Li Ling, Wang Xianshuo, Li Jiahui, Zhao Yanping
College of Communication Engineering, Jilin University, Changchun, Jilin China.
Cogn Neurodyn. 2024 Aug;18(4):1671-1687. doi: 10.1007/s11571-023-10041-5. Epub 2023 Dec 1.
Major depressive disorder (MDD) is a prevalent psychiatric disorder globally. There are many assays for MDD, but rapid and reliable detection remains a pressing challenge. In this study, we present a fusion feature called P-MSWC, as a novel marker to construct brain functional connectivity matrices and utilize the convolutional neural network (CNN) to identify MDD based on electroencephalogram (EEG) signal. Firstly, we combine synchrosqueezed wavelet transform and coherence theory to get synchrosqueezed wavelet coherence. Then, we obtain the fusion feature by incorporating synchrosqueezed wavelet coherence value and phase-locking value, which outperforms conventional functional connectivity markers by comprehensively capturing the original EEG signal's information and demonstrating notable noise-resistance capabilities. Finally, we propose a lightweight CNN model that effectively utilizes the high-dimensional connectivity matrix of the brain, constructed using our novel marker, to enable more accurate and efficient detection of MDD. The proposed method achieves 99.92% accuracy on a single dataset and 97.86% accuracy on a combined dataset. Moreover, comparison experiments have shown that the performance of the proposed method is superior to traditional machine learning methods. Furthermore, visualization experiments reveal differences in the distribution of brain connectivity between MDD patients and healthy subjects, including decreased connectivity in the T7, O1, F8, and C3 channels of the gamma band.
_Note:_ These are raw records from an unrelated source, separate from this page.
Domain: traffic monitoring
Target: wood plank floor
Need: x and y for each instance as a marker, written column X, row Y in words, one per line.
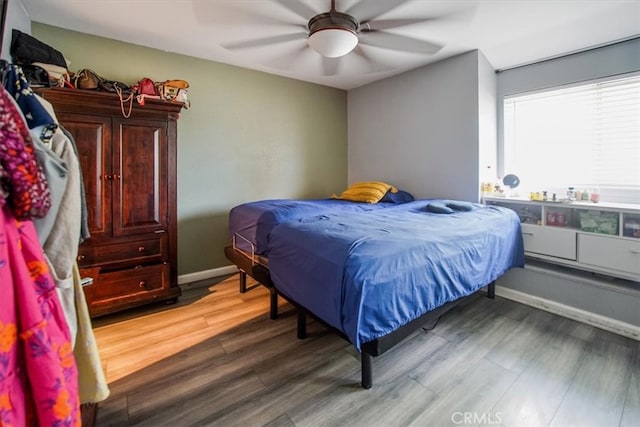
column 216, row 359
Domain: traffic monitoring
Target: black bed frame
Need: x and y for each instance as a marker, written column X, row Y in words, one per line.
column 370, row 349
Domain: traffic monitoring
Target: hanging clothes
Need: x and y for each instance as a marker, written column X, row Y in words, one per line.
column 62, row 229
column 38, row 372
column 22, row 182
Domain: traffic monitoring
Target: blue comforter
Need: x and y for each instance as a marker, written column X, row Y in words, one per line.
column 369, row 273
column 255, row 220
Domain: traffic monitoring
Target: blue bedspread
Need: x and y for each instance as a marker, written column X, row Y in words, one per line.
column 367, row 274
column 255, row 220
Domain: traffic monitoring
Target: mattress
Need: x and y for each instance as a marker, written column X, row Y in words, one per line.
column 369, row 273
column 250, row 224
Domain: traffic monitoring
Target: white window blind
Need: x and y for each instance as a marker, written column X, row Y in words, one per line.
column 586, row 135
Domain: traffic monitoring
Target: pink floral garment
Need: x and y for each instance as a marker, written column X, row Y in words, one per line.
column 22, row 180
column 38, row 375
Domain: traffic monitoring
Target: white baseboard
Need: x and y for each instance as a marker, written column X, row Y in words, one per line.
column 206, row 274
column 602, row 322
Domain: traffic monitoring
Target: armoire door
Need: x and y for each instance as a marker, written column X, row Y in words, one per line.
column 92, row 135
column 140, row 187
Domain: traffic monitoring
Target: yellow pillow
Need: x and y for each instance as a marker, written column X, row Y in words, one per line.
column 368, row 192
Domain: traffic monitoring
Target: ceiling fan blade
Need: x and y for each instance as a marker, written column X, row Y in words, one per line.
column 299, row 8
column 374, row 67
column 265, row 41
column 289, row 60
column 367, row 10
column 386, row 24
column 398, row 42
column 330, row 66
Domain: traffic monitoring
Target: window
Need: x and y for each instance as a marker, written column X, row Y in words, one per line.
column 586, row 135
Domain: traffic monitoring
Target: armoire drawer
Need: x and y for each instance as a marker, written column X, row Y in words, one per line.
column 136, row 252
column 127, row 287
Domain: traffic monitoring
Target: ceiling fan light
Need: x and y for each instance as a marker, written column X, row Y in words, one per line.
column 333, row 42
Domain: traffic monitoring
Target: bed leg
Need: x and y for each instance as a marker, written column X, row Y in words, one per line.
column 243, row 282
column 273, row 306
column 491, row 290
column 366, row 370
column 302, row 324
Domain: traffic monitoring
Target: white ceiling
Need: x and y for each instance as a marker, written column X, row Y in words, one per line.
column 508, row 32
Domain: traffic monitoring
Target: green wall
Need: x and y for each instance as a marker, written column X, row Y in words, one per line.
column 248, row 135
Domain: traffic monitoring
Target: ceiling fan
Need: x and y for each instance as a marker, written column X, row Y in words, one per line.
column 335, row 34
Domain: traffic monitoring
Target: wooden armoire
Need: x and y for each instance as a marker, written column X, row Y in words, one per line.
column 129, row 174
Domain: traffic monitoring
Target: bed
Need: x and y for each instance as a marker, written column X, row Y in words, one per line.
column 250, row 225
column 340, row 266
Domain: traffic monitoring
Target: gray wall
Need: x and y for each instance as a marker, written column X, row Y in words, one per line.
column 248, row 135
column 594, row 295
column 421, row 130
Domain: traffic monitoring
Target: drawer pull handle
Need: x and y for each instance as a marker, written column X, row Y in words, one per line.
column 145, row 285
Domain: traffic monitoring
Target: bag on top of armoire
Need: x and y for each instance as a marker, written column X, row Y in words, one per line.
column 26, row 49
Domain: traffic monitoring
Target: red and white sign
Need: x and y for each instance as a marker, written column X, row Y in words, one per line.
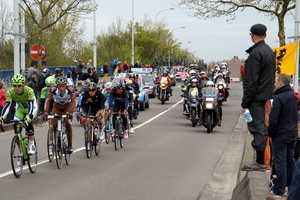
column 34, row 52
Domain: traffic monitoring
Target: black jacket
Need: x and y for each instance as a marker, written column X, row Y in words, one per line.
column 258, row 80
column 284, row 114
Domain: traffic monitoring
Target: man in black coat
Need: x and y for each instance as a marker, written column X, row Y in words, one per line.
column 258, row 86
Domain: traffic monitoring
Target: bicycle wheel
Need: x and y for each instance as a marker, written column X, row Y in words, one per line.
column 16, row 157
column 67, row 155
column 85, row 134
column 97, row 141
column 106, row 131
column 89, row 150
column 50, row 145
column 33, row 159
column 59, row 150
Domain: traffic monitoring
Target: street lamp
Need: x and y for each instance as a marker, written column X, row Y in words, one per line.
column 162, row 11
column 170, row 50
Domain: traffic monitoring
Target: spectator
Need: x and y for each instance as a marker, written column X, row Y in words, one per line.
column 41, row 80
column 258, row 86
column 105, row 72
column 242, row 71
column 79, row 69
column 2, row 95
column 32, row 83
column 283, row 126
column 74, row 75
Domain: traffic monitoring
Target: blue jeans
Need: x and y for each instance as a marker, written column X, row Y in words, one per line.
column 294, row 192
column 283, row 155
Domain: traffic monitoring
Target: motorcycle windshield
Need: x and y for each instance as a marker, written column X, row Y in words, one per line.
column 210, row 92
column 193, row 92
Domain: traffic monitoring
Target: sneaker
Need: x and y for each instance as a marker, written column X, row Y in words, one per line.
column 31, row 150
column 254, row 167
column 70, row 149
column 275, row 195
column 125, row 135
column 131, row 130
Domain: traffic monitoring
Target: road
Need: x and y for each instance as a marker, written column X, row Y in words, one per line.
column 166, row 158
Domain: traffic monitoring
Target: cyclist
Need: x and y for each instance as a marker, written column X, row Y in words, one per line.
column 119, row 96
column 50, row 82
column 94, row 105
column 64, row 103
column 131, row 95
column 26, row 106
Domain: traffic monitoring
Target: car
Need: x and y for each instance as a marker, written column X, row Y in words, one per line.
column 143, row 98
column 171, row 73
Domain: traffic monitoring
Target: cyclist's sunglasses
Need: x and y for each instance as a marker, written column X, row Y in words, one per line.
column 17, row 85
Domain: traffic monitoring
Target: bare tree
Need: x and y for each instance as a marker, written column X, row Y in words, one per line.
column 45, row 14
column 278, row 9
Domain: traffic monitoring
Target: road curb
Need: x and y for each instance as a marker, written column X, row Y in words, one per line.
column 225, row 174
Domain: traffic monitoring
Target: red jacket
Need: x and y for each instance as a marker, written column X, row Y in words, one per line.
column 2, row 98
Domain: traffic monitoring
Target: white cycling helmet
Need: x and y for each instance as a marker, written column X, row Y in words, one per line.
column 108, row 85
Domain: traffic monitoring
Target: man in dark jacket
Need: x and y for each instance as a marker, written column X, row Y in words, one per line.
column 283, row 125
column 257, row 89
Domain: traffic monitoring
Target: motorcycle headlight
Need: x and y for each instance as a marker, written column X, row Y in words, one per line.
column 209, row 105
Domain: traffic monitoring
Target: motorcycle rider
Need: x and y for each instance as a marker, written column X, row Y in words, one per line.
column 136, row 89
column 211, row 84
column 163, row 77
column 193, row 84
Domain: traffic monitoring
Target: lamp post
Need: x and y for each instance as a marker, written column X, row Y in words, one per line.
column 170, row 49
column 162, row 11
column 132, row 35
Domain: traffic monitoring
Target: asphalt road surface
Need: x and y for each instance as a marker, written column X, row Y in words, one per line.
column 166, row 158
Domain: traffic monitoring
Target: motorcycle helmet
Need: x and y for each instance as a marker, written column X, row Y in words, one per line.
column 61, row 80
column 18, row 80
column 120, row 85
column 50, row 80
column 92, row 86
column 210, row 83
column 107, row 85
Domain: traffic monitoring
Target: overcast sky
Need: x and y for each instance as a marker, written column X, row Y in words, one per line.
column 211, row 40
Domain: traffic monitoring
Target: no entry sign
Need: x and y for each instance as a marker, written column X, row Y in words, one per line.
column 34, row 52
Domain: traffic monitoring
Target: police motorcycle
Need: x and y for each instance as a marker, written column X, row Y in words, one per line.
column 192, row 103
column 210, row 107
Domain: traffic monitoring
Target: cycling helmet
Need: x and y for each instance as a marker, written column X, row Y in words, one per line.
column 129, row 82
column 61, row 80
column 50, row 80
column 107, row 85
column 18, row 80
column 210, row 83
column 120, row 84
column 92, row 86
column 194, row 80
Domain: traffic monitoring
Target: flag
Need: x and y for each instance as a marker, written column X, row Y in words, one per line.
column 285, row 57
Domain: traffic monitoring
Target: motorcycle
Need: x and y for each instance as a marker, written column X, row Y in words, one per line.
column 163, row 85
column 223, row 90
column 192, row 105
column 210, row 104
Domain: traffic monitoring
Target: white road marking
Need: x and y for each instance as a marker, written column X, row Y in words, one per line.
column 82, row 148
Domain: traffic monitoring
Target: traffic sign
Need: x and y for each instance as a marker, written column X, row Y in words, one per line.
column 34, row 52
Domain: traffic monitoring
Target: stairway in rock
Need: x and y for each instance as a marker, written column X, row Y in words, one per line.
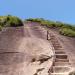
column 61, row 65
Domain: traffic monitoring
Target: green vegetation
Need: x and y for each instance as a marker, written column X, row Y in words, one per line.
column 64, row 29
column 72, row 73
column 10, row 21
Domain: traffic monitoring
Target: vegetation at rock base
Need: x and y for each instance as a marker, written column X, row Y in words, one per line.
column 72, row 73
column 64, row 28
column 10, row 21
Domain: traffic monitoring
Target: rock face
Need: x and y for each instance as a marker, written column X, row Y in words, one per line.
column 24, row 53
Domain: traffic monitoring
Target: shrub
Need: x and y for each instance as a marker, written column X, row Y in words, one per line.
column 13, row 21
column 72, row 73
column 10, row 21
column 0, row 28
column 67, row 32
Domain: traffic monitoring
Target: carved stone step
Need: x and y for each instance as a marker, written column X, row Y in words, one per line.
column 58, row 74
column 61, row 60
column 59, row 52
column 61, row 56
column 62, row 64
column 60, row 69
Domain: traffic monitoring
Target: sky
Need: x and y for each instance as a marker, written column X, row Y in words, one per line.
column 56, row 10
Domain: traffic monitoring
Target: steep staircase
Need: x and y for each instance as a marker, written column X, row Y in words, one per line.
column 61, row 65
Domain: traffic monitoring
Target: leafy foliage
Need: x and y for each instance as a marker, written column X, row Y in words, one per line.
column 10, row 21
column 64, row 29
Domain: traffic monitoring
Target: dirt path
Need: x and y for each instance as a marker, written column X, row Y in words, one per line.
column 25, row 51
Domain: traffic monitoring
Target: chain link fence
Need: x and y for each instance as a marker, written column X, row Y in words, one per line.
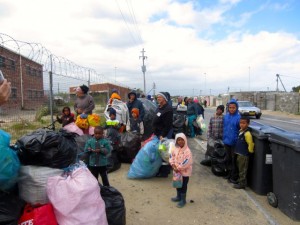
column 40, row 84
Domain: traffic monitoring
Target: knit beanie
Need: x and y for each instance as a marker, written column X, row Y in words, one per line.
column 136, row 111
column 164, row 95
column 112, row 111
column 221, row 107
column 84, row 88
column 115, row 96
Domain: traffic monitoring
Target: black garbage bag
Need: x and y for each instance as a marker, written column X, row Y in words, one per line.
column 11, row 208
column 114, row 205
column 219, row 170
column 113, row 135
column 47, row 148
column 150, row 109
column 130, row 145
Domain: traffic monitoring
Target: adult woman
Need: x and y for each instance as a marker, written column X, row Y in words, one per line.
column 84, row 105
column 162, row 125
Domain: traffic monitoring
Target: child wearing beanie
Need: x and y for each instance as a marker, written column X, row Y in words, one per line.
column 135, row 124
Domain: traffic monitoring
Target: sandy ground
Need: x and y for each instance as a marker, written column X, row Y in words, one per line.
column 211, row 200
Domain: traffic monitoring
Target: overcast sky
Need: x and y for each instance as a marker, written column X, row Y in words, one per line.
column 192, row 47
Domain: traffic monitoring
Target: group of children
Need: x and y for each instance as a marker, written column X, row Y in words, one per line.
column 98, row 146
column 232, row 128
column 237, row 139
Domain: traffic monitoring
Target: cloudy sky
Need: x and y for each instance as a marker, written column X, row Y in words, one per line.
column 192, row 47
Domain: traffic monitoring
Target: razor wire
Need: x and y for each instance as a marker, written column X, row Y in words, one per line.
column 57, row 65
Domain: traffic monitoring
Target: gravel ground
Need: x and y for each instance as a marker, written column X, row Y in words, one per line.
column 211, row 200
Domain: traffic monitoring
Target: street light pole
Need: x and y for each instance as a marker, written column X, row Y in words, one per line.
column 249, row 78
column 144, row 68
column 204, row 83
column 115, row 75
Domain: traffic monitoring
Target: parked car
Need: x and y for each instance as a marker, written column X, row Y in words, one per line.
column 247, row 108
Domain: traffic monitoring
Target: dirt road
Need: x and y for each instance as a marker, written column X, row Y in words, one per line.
column 211, row 200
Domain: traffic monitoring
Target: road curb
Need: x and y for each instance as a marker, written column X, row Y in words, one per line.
column 271, row 220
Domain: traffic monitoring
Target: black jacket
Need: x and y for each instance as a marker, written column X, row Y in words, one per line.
column 162, row 122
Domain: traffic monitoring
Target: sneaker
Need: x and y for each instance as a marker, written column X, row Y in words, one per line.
column 239, row 186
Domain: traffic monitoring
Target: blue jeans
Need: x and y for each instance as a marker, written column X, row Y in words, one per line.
column 191, row 118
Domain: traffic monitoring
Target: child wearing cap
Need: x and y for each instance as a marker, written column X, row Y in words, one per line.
column 112, row 121
column 112, row 127
column 135, row 124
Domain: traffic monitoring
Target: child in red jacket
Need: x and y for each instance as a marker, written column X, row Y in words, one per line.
column 181, row 161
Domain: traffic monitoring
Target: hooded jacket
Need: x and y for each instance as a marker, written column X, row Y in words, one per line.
column 135, row 104
column 182, row 157
column 162, row 122
column 231, row 125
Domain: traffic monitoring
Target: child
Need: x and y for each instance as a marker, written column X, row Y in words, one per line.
column 112, row 127
column 66, row 117
column 135, row 124
column 214, row 132
column 231, row 126
column 100, row 148
column 181, row 161
column 112, row 121
column 243, row 147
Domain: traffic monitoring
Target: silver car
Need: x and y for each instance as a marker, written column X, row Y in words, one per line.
column 247, row 108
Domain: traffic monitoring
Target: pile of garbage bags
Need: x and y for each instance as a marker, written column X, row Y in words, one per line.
column 42, row 181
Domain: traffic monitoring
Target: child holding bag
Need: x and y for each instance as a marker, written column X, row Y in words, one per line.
column 181, row 161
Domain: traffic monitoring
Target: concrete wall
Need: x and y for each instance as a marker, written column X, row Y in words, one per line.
column 275, row 101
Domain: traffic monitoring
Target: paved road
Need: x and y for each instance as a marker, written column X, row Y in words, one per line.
column 289, row 123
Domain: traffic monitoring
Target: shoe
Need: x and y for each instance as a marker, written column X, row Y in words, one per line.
column 161, row 175
column 182, row 201
column 239, row 186
column 177, row 198
column 230, row 180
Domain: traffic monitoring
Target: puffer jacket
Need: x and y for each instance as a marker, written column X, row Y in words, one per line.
column 182, row 157
column 231, row 126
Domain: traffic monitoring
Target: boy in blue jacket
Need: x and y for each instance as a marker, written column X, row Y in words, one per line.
column 231, row 127
column 100, row 148
column 244, row 146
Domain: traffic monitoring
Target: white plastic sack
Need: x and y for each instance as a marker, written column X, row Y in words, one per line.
column 164, row 148
column 72, row 127
column 76, row 199
column 201, row 123
column 147, row 162
column 122, row 112
column 32, row 183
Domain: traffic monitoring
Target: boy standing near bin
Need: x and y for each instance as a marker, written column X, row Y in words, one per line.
column 231, row 127
column 99, row 149
column 244, row 146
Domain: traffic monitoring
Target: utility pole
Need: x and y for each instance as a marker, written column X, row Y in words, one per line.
column 144, row 68
column 249, row 79
column 154, row 86
column 115, row 75
column 278, row 78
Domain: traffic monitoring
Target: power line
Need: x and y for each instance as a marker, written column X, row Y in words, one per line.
column 134, row 41
column 131, row 11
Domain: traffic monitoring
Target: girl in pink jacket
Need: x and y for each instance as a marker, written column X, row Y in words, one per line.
column 181, row 161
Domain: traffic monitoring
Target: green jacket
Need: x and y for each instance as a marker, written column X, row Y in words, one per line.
column 98, row 159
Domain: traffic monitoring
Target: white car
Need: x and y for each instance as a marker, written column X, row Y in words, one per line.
column 247, row 108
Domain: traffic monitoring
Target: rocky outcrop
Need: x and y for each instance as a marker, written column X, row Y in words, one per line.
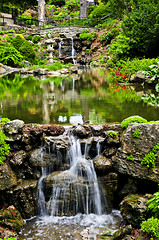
column 134, row 148
column 8, row 178
column 134, row 209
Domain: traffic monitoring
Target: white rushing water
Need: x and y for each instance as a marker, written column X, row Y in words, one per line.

The results of the experiments indicate that the fusion feature can be utilized as a new marker for constructing functional brain connectivity, and the combination of deep learning and functional connectivity matrices can provide more help for the detection of MDD.
重度抑郁症(MDD)是一种在全球范围内普遍存在的精神疾病。针对MDD有多种检测方法,但快速且可靠的检测仍然是一个紧迫的挑战。在本研究中,我们提出了一种名为P-MSWC的融合特征,作为一种新型标记物来构建脑功能连接矩阵,并利用卷积神经网络(CNN)基于脑电图(EEG)信号识别MDD。首先,我们将同步挤压小波变换和相干理论相结合以获得同步挤压小波相干性。然后,我们通过合并同步挤压小波相干值和锁相值来获得融合特征,该融合特征通过全面捕捉原始EEG信号的信息并展现出显著的抗噪能力,优于传统的功能连接标记物。最后,我们提出了一种轻量级CNN模型,该模型有效利用了使用我们的新型标记物构建的大脑高维连接矩阵,以实现对MDD更准确、高效的检测。所提出的方法在单个数据集上的准确率达到99.92%,在组合数据集上的准确率达到97.86%。此外,对比实验表明所提出方法的性能优于传统机器学习方法。此外,可视化实验揭示了MDD患者与健康受试者之间脑连接分布的差异,包括γ波段T7、O1、F8和C3通道的连接性降低。实验结果表明,该融合特征可作为构建功能性脑连接的新标记物,深度学习与功能连接矩阵的结合可为MDD的检测提供更多帮助。